The key perspective that acts as the foundation for the Iomorphic Architecture is the idea of a domain system. Eric Evans, in Domain-Driven Design, originates this idea of having code follow a business domain closely, but the idea is more easily illustrated in the Hexagonal Architecture:
The point, of course, is that no matter how a system communicates with other systems, there is some blob of domain logic that represents the core of the system itself. These blobs, conceptually, are the systems, and everything else is merely the implementation detail of how we wire them together to communicate with each other. Consider the following:
The usefulness of this structure becomes more apparent when we consider the problems organizations face as their systems grow and become more inherently complex over time:
You will need to have more than one domain system.
You will make mistakes when it comes to drawing your system boundaries.
Technology choices you make will inevitably become outdated as the world changes.
The Iomorphic Architecture seeks to provide the core benefits of an application architecture:
A way to express domains.
A way to wire them together.
Simultaneously, we seek to provide this functionality in a way that the core organizational problems from above are also resolved: how can domain and technology evolution be made easy and flexible at high organizational scale? This results in the two core principles of the architecture:
Unified Modeling. Scaling an organization requires the ability to encapsulate domains, but having the same building block to model all domains regardless of their size or place makes it easy to deal with the inevitable mistakes you'll make drawing their boundaries.
Isomorphic Communication. More importantly, specific technology choices for how systems should communicate and be isolated will inevitably become outdated, and any migration will require the coexistence of multiple such technologies. (A simple proof: do you use both function dispatch and HTTP?) Separating how you model your systems from how you wire your systems together is what fundamentally preserves your ability to easily change these technologies. Otherwise, every technology change also implicitly becomes a modeling change.
To fully illustrate how this would work:
The Iomorphic Architecture is built up from Iomorphs. Each Iomorph is built in the style of the Hexagonal Architecture - it is the code manifestation of a domain system, but paired with all of the adapters that permit communication across whichever isolation mechanism you are using to encapsulate that Iomorph.
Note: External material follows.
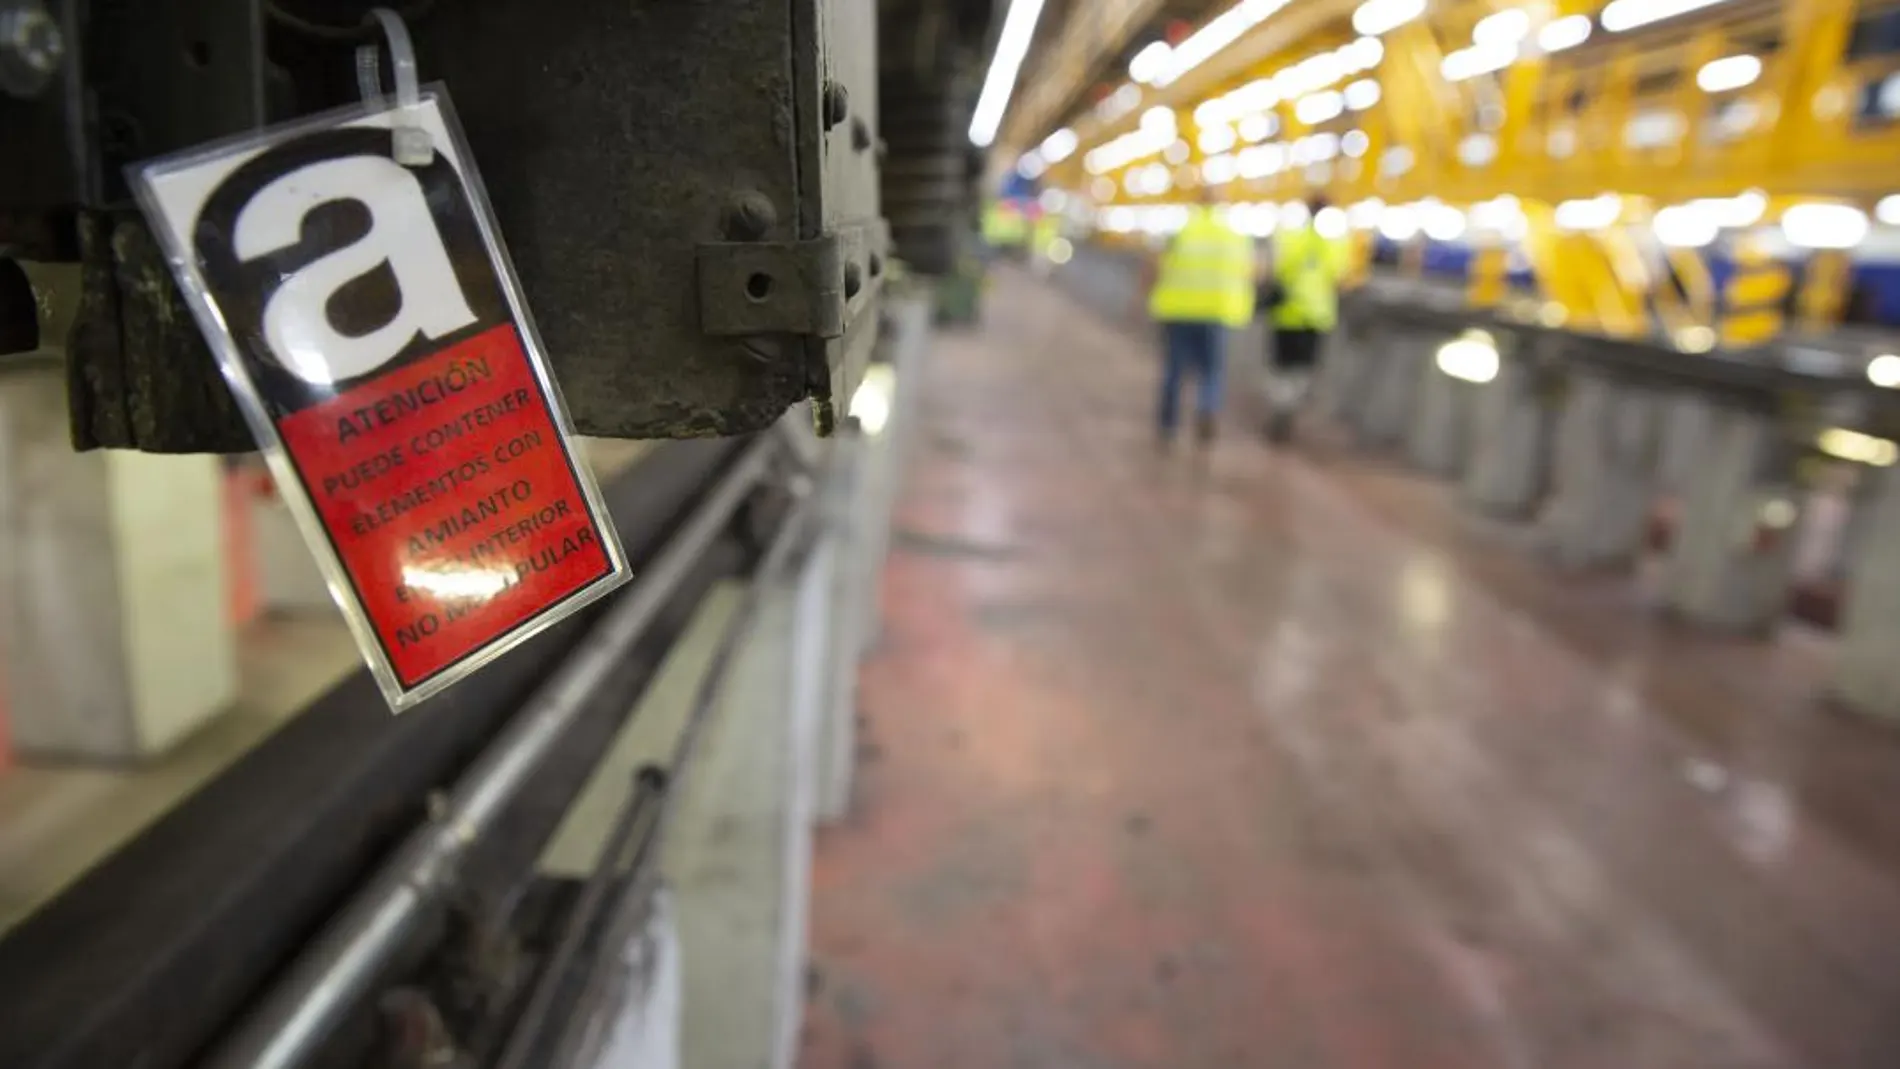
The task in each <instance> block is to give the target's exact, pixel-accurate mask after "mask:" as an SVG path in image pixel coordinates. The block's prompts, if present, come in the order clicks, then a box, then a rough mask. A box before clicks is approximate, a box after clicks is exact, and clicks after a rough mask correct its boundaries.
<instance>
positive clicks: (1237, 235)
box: [1148, 188, 1254, 446]
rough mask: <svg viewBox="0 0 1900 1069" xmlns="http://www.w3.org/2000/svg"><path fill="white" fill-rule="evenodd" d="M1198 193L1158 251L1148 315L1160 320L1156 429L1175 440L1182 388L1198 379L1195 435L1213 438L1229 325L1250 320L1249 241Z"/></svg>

It should be carefully noted that we do not use the term "service" here - while an Iomorph retains all of the encapsulation requirements of a "service" (public API as a contract, SLAs, etc.), it does not have to run on its own VM or container, and it does not have to utilize HTTP for communication with other Iomorphs. It is up to you to decide, for each Iomorph, what degree of separation is truly required.
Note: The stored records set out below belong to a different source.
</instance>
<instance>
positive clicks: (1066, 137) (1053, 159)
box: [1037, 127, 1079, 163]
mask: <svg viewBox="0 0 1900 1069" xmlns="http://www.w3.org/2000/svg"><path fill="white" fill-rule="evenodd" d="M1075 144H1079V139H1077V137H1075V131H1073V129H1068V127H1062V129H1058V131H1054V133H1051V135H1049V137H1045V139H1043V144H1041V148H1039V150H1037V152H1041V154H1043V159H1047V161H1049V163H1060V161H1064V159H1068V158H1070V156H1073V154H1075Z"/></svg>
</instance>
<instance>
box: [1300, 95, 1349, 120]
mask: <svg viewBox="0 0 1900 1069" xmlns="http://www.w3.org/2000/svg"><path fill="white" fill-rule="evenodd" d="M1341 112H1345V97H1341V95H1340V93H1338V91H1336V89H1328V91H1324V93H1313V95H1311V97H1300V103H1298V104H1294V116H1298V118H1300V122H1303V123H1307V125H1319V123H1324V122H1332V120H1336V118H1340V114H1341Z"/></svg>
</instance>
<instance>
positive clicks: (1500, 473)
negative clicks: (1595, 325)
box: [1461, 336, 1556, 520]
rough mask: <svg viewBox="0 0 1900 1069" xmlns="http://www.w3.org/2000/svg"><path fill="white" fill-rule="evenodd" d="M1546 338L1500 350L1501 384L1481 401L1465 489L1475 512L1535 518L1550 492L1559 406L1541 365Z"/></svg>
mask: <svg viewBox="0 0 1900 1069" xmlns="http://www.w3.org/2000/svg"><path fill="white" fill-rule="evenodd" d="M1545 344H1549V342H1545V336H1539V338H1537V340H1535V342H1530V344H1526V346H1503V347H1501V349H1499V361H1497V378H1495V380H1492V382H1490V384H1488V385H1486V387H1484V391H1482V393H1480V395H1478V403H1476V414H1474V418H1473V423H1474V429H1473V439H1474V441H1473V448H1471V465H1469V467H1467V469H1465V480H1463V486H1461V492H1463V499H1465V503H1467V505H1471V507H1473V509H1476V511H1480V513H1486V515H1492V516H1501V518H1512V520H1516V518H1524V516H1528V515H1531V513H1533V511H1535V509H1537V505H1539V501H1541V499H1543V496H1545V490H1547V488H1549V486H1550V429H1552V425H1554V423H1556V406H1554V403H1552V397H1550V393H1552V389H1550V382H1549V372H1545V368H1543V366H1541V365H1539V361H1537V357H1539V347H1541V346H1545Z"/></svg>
Individual Iomorphs are composed together by communicating across isolation mechanisms. Each isolation mechanism (e.g. programming language modules) has a way to communicate (e.g. function dispatch) across it. There are a few composition rules governing how Iomorphs can be combined together, which forms a graph where the communication links form the edges.
This results in the following high-level structure:
All source code lives in a single VCS repository (Monorepo).
Each Atomic Iomorph has its own folder, and is built in a style that is very similar to the Hexagonal or Clean Architectures.
Atomic Iomorphs can be composed together according to a couple of rules (Peering, Hierarchy).
As we'll see in the more detailed sections to come, this architecture empowers us to have a diverse set of systems, a heterogeneous set of isolation mechanisms, the ability to easily correct domain boundary mistakes, and the ability to retain the benefits of a monolith for a long time without incurring technical debt.